Em tempo de guerra: campos de tulipa.
Reformularam a Base de Apoio Aeroespacial em menos de um mês. Na verdade, após a Guerra dos Três Sistemas, parece que tudo estava diferente. Até o céu estava mais colorido. Para mim, a maior de todas as mudanças se iniciava no antigo Paiol Anexo 1B, agora intitulado “Centro de Recondicionamento”.
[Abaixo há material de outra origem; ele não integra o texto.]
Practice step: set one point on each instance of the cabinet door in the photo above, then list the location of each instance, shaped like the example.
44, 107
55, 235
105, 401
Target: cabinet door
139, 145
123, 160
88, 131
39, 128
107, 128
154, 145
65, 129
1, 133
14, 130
Haviam muitos de nós na espera de sermos chamados para os pequenos guichês, com suas divisórias provisórias. Muitos de pé – não haviam bancos para todos - outros sentados nos cantos das paredes.
Eu conheço este enorme saguão, desde sua construção. Eu mesmo ajudei a fazê-lo. O recheamos com enormes pilhas de munição, peças mecânicas, caixas diversas, e esteiras de carregamento que iam até as Naves. Agora tão diferente... Depois de décadas, como os mundos viveriam em paz?
Senha RC4005, Guichê 230. Minha vez.
O homem que me atendeu era um civil, com uma idade avançada e olhar cansado. Devia estar exausto. Mesmo assim, ele iniciou a conversa com um sincero sorriso.
- Boa tarde, senhor. Bem-vindo. O senhor deseja uma breve explicação?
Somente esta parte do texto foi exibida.